Golpe in Venezuela e riunioni di Washington.
La Casa Bianca, alla fine, ha dovuto riconoscerlo: nei mesi scorsi ha avuto colloqui con gli oppositori del presidente venezuelano Hugo Chavez. Ovviamente nega ogni implicazione nel golpe che ha tentato di destituirlo. “Il nostro messaggio -ha recentemente dichiarato il portavoce della Casa Bianca Ari Fleischer- è stato estremamente chiaro. La situazione politica in Venezuela deve essere risolta dai venezuelani in modo pacifico, democratico e costituzionale (…) e quello che abbiamo detto esplicitamente ai dirigenti oppositori che gli Stati Uniti non avrebbero appoggiato alcun golpe”. Il New York Times ha però segnalato, nella sua edizione del 16 aprile, che alti funzionari del governo del presidente George W. Bush si sono riuniti più volte nei mesi passati con i dirigenti di una coalizione che ha poi destituito Chavez per due giorni. Il prestigioso quotidiano ha dichiarato che le sue fonti governative avrebbero dato informazioni contraddittorie circa il messaggio che è stato dato agli oppositori di Chavez (contraddizioni che si sono già lette nei due comunicati stampa sopra riportati, ndr) rispetto alla formula ufficiale. Mentre un funzionario avrebbe detto che Washington avrebbe insistito per l’uso di metodi costituzionali per ottenere la dipartita di Chavez, una fonte del Pentagono avrebbe confessato che il messaggio, in realtà, sarebbe stato molto meno categorico. “Non stavamo destituendo nessuno – ha dichiarato il funzionario al giornalista del NYT -. Semmai stavamo dando un sottile messaggio, informale, che certi metodi non ci garbano.”. Insomma, per la fonte del pentagono, gli Stati Uniti si sono limitati – ufficialmente – a non fornire le armi.
Ari Fleischer ha dichiarato che era a conoscenza di questi incontri, anche se non ha confermato né smentito di essere a conoscenza degli argomenti discussi. “Funzionari statunitensi si sono riuniti con un grande numero di venezuelani nei mesi passati.
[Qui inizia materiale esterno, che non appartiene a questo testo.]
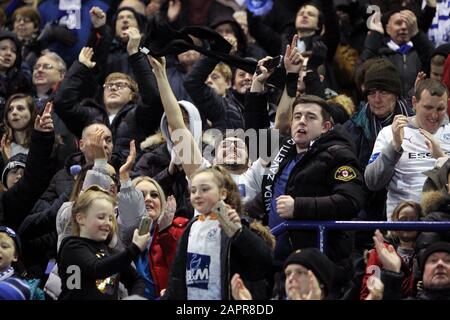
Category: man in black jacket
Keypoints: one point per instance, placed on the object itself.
(405, 46)
(314, 176)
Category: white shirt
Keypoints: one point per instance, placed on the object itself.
(408, 178)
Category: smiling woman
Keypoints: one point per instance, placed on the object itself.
(18, 120)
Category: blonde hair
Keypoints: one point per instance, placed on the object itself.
(84, 201)
(162, 196)
(224, 180)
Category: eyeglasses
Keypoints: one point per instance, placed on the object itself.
(22, 19)
(45, 66)
(381, 92)
(117, 85)
(115, 178)
(152, 194)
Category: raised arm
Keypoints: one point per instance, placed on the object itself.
(131, 202)
(182, 138)
(293, 62)
(150, 111)
(77, 85)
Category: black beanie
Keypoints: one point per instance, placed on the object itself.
(439, 246)
(13, 235)
(314, 260)
(383, 75)
(18, 160)
(442, 50)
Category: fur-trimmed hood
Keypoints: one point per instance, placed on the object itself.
(195, 124)
(153, 141)
(433, 201)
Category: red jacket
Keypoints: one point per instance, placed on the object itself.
(162, 251)
(373, 260)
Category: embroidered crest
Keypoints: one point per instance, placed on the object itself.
(345, 173)
(446, 137)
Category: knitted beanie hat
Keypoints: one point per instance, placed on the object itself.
(383, 75)
(314, 260)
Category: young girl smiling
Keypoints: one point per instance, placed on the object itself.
(214, 246)
(88, 268)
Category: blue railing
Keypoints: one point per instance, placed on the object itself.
(323, 226)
Tra questi c’erano rappresentanti del settore imprenditoriale, incluso colui che sarebbe poi diventato il presidente ad interim, Pedro Carmona, e sostenitori di Chavez. Ma alla domanda secca e diretta se mai gli Stati Uniti, nel corso di queste tante riunioni, abbiano promesso (e poi dato) appoggio logistico o di intelligence ai golpisti, Victoria Clarke, portavoce della Casa Bianca, ha risposto che di questo non sapeva nulla, ma che era a conoscenza di un riunione tra un team di esperti americani di politica con il capo di stato maggiore venezuelano. Nel corso di questa riunione, secondo la Clarke, gli Stati Uniti hanno ribattuto chiaramente che la politica degli Usa era quella di appoggiare la democrazia, i diritti umani, e che mai avrebbero appoggiato un golpe militare o qualunque altro ricorso incostituzionale. La Clarke ha anche ricordato un incontro tra il sottosegretario alla difesa Roger Pardo-Maurer con il generale venezuelano Lucas Rincon durante una visita di quest’ultimo a Washington alla fine dello scroso anno. La portavoce ha dichiarato di non sapere, anche questa volta, quale fosse l’argomento dell’incontro.
Petrolio scomodo
Gli Stati Uniti guardano già da tempo con sospetto al presidente Chavez, grazie soprattutto ai suoi rapporti di amicizia con Cuba, Irak, Libia e Iran. Venerdì scorso, quando sembrava che il golpe contro Chavez avesse avuto successo, la Casa Banca non aveva difeso in maniera efficace un processo costituzionale nel paese, giungendo ad accusare il presidente Chavez di aver creato le condizioni per la nascita di un movimento di oppositori così forte. Washigton avrebbe poi sollecitato il presidente ad interim Carmona ad organizzare nel più breve tempo possibile delle elezioni democatiche. Secondo il NYT, “Chavez si era reso molto impopolare agli occhi del governo Bush per la sua posizione pro cubana e per il suo piglio rivoluzionario, e più recentemente, per il fatto di essere diventato il terzo fornitore di petrolio per gli Stati Uniti”. “Indipendentemente dal fatto che gli States abbiano o no avuto a che fare con il golpe contro Chavez, il governo Bush ha tardato ad esprimere la sua condanna alla destituzione con la forza di un presidente democraticamente eletto. Da qui il fatto che la preoccupazione di Washington per Chavez ha finito per costargli la credibilità in quanto principale difensore dei governi democraticamente eletti”, concludeva il New York Times.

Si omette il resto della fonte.